How I’ve Survived Mesothelioma for Seven Years and Counting

Cancer & Caregiving

This August marks seven years living with mesothelioma, a rare and incurable cancer that has given me a fresh perspective on life.

October 3 will mark seven years since my life-saving pleurectomy and decortication surgery performed by the late Dr. David Sugarbaker. That procedure and two follow-up rounds of chemotherapy have kept my life as normal and healthy as possible, given that a cancer still lives inside my chest.

The mesothelioma has recurred twice since my diagnosis in 2012. After a third round of chemotherapy took a toll on my body earlier this year, I elected to begin taking the immunotherapy drug Keytruda in April.

Looking back seven years to my diagnosis and early scans after treatment, my mindset has certainly changed. When I visit Dana-Farber now for scans, my mindset is simply, “It is what it is.”

With every scan, with every change in treatment, it has all played a role in me still being here seven years after I learned I had cancer. Whatever the doctors tell me, it’s OK because I know I’ve had longer than I or anyone else expected.

Thinking back to my surgery, I had real concerns of whether I would even wake up from the procedure. The pleurectomy and decortication took six hours and removed the lining of my lung and all visible tumor growth from my chest. It was intense, and the recovery was rough.

But I survived, and from that point on, I’ve looked at every day as a gift.

Specialized Care and Quality of Life Are Essential

When my mesothelioma diagnosis first sunk in, I knew it wasn’t curable.

My main concern was making the right treatment decisions for me. I wanted to choose treatments not just based on longevity of life but also quality of life.

I didn’t want the few extra months that chemotherapy may give me if I would feel miserable for those final weeks.
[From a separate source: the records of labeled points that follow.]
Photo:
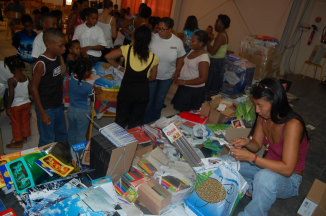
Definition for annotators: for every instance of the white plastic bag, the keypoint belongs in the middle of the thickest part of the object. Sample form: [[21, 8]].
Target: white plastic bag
[[217, 195], [177, 197]]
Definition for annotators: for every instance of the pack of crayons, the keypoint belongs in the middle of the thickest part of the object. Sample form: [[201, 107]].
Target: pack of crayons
[[134, 178], [147, 166], [100, 155], [174, 184], [117, 135], [131, 195], [121, 187]]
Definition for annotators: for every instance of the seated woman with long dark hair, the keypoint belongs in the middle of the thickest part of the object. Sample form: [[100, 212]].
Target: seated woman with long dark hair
[[140, 69], [278, 172]]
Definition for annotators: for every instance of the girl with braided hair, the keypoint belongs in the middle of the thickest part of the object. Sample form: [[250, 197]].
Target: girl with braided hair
[[19, 104], [81, 94]]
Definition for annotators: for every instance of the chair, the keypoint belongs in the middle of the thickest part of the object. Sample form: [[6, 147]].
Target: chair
[[109, 95], [309, 63], [10, 15]]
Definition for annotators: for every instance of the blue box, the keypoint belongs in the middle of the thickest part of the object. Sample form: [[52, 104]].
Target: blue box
[[236, 78]]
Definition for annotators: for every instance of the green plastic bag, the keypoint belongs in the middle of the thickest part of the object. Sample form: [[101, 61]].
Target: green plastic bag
[[39, 175]]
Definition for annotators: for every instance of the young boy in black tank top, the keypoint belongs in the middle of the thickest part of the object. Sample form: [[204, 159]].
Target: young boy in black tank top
[[46, 89]]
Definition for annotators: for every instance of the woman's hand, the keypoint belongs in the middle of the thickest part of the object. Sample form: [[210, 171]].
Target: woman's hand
[[176, 75], [98, 90], [8, 111], [85, 49], [238, 143], [180, 82], [45, 118], [242, 154]]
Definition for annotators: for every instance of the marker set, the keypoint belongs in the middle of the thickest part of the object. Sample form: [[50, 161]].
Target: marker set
[[147, 166]]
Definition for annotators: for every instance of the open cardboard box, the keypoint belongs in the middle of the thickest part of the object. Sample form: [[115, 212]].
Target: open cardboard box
[[154, 197], [231, 134], [315, 202], [156, 157], [215, 116]]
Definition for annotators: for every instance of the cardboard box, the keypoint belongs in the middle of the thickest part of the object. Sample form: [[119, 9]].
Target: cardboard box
[[315, 202], [236, 78], [154, 197], [265, 66], [215, 116], [141, 150], [119, 166], [231, 134]]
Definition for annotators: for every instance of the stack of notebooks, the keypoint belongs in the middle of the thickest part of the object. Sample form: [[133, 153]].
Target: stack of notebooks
[[140, 136], [134, 178], [100, 155], [174, 184], [127, 185], [147, 166], [117, 135], [153, 133]]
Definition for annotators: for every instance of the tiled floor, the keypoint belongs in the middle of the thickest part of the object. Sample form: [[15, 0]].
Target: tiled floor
[[311, 107]]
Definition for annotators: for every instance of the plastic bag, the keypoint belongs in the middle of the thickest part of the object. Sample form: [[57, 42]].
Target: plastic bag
[[218, 194], [174, 177], [2, 91]]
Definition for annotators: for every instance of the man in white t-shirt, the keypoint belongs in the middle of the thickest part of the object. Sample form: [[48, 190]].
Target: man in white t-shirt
[[170, 52], [5, 74], [48, 21]]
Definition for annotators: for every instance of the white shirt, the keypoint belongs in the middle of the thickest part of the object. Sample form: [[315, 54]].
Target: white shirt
[[38, 46], [107, 30], [5, 74], [21, 94], [93, 36], [167, 51], [190, 69]]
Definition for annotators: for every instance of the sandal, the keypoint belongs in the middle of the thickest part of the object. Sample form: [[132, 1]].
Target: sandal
[[14, 145], [248, 195]]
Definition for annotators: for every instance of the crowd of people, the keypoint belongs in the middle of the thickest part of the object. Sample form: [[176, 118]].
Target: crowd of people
[[154, 58]]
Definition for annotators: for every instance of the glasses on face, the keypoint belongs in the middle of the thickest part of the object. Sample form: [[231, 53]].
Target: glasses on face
[[263, 86], [161, 29]]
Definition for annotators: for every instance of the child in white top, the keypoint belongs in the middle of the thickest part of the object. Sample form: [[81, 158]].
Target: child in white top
[[19, 104], [90, 36]]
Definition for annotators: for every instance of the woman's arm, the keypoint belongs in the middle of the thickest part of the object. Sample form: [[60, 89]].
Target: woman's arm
[[71, 23], [256, 143], [11, 84], [183, 38], [152, 77], [114, 27], [111, 56], [125, 25], [37, 21], [290, 153], [203, 74], [219, 40], [178, 66]]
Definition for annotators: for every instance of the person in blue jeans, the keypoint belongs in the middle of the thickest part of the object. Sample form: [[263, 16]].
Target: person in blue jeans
[[170, 52], [46, 89], [277, 173], [81, 94]]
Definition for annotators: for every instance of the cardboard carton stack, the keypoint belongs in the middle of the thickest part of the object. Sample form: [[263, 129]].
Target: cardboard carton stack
[[263, 53]]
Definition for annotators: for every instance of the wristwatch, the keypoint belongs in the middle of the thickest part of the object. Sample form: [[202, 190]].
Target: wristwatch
[[254, 160]]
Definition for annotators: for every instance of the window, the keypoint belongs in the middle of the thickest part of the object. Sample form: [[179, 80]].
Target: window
[[160, 8]]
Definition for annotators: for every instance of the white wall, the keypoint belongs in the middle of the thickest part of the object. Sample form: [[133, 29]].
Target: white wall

I wanted no part of being bedridden or requiring home care in my final months just to be on this earth a little longer.

If the treatments worked, great, but only if I was still able to live my life. Sure, there have been adjustments. I had to quit my part-time job at my local pharmacy because I could no longer stand for long periods of time. I get exhausted from my trips to Boston for Keytruda infusions and scans.
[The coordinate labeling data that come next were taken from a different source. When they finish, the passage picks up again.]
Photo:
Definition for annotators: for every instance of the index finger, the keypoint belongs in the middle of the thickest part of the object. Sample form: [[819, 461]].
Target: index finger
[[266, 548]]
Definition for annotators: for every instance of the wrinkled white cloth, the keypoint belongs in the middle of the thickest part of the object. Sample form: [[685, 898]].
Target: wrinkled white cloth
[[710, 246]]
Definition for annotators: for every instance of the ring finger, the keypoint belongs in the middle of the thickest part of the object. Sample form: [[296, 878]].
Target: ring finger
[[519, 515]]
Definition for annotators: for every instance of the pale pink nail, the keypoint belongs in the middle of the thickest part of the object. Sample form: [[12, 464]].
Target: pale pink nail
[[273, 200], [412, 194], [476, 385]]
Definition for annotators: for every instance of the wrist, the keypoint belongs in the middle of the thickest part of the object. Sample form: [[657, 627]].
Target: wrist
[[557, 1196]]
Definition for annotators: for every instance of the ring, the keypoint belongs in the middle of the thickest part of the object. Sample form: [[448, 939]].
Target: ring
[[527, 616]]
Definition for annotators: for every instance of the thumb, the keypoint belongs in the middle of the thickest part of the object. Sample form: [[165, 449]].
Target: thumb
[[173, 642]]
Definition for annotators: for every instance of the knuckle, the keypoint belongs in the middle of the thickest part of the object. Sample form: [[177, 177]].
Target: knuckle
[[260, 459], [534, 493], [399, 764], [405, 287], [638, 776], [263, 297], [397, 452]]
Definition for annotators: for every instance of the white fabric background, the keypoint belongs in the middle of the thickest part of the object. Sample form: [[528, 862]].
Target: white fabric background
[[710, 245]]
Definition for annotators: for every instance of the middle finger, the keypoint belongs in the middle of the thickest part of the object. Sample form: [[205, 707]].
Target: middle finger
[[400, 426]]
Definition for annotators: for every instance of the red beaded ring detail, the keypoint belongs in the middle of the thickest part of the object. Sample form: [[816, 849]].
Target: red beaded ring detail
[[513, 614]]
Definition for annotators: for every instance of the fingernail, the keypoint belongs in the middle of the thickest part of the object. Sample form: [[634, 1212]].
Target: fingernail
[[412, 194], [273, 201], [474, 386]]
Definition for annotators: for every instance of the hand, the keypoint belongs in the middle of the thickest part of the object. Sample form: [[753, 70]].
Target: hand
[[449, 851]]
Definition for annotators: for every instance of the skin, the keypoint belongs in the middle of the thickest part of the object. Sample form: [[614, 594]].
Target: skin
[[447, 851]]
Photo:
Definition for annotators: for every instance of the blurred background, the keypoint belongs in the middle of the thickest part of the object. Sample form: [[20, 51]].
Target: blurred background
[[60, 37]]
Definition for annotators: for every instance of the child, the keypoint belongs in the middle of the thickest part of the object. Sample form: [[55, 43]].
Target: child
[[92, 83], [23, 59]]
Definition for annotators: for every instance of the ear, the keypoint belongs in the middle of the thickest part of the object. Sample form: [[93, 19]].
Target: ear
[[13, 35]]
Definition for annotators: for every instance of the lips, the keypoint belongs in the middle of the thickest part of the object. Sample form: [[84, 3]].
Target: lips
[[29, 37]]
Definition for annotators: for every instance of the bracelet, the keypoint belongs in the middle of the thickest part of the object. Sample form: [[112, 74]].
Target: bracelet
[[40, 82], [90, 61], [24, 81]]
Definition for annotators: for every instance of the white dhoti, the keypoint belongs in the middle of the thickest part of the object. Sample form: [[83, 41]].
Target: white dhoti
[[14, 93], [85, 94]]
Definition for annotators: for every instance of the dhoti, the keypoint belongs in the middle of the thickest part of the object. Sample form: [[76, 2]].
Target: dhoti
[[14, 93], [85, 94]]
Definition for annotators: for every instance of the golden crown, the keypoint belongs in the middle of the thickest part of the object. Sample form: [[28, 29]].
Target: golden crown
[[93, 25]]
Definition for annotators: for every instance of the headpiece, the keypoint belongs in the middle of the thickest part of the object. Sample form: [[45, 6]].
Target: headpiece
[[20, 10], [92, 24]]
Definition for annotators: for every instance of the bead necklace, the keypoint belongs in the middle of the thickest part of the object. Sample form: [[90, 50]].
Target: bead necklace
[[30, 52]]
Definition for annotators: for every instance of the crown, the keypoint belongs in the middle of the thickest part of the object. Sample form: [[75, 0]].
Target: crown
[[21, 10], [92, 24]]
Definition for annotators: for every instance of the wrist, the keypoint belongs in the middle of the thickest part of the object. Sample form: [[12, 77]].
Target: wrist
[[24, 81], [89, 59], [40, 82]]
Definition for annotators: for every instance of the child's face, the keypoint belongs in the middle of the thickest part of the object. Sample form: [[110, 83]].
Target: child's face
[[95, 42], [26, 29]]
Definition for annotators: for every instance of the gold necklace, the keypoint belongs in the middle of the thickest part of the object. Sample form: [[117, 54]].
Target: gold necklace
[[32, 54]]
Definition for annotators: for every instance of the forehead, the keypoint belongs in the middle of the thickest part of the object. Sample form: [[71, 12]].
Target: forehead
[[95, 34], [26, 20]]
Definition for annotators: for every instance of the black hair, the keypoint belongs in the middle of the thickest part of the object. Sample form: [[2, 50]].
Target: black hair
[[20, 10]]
But I’m still able to do many of the things I enjoy, such as eating out with friends and spending time working on crafts.

My best advice for recently diagnosed mesothelioma patients is to educate yourself. I would love if every patient had to take a basic human anatomy course so they could recognize and correlate information they hear from their doctor.

I know it can all be overwhelming, but you have to research and educate yourself about your cancer.

Find the mesothelioma specialist and cancer center that gives you the best chance at outliving your prognosis. It’s why I travel more than four hours round trip to Boston and Dana-Farber. It’s so important.

Ask plenty of questions. Take notes. Don’t be afraid to express concerns or flat-out turn a treatment option down.

It’s your life, and you have to make the decision that is best for you.

Don’t Dwell on the Past

I see people all the time that ask “Why me?” after a cancer diagnosis or another serious health condition. But I say why dwell on it?

That’s the way I operate. The past is the past, and you can’t change it. Why keep going back to past events and thinking about how you would do things differently? At the end of the day, it doesn’t matter. What’s done is done.

My cancer is likely linked to asbestos exposure from a renovation of a hospital I worked at in the 1970s. I never thought the dust stirred up from the construction would lead to a cancer diagnosis 40 years later.

Yes, it’s sometimes difficult not to go back to that time and think in what-ifs. What if I never worked there? What if we had been properly warned about the potential health risks?

But then I think, what’s the point? It changes nothing. My mesothelioma will never fully go away. I’ve accepted that.

Once you do that, what you do with the rest of your life — no matter how long that may be — is totally up to you. You’re in control of that, so make the most of it.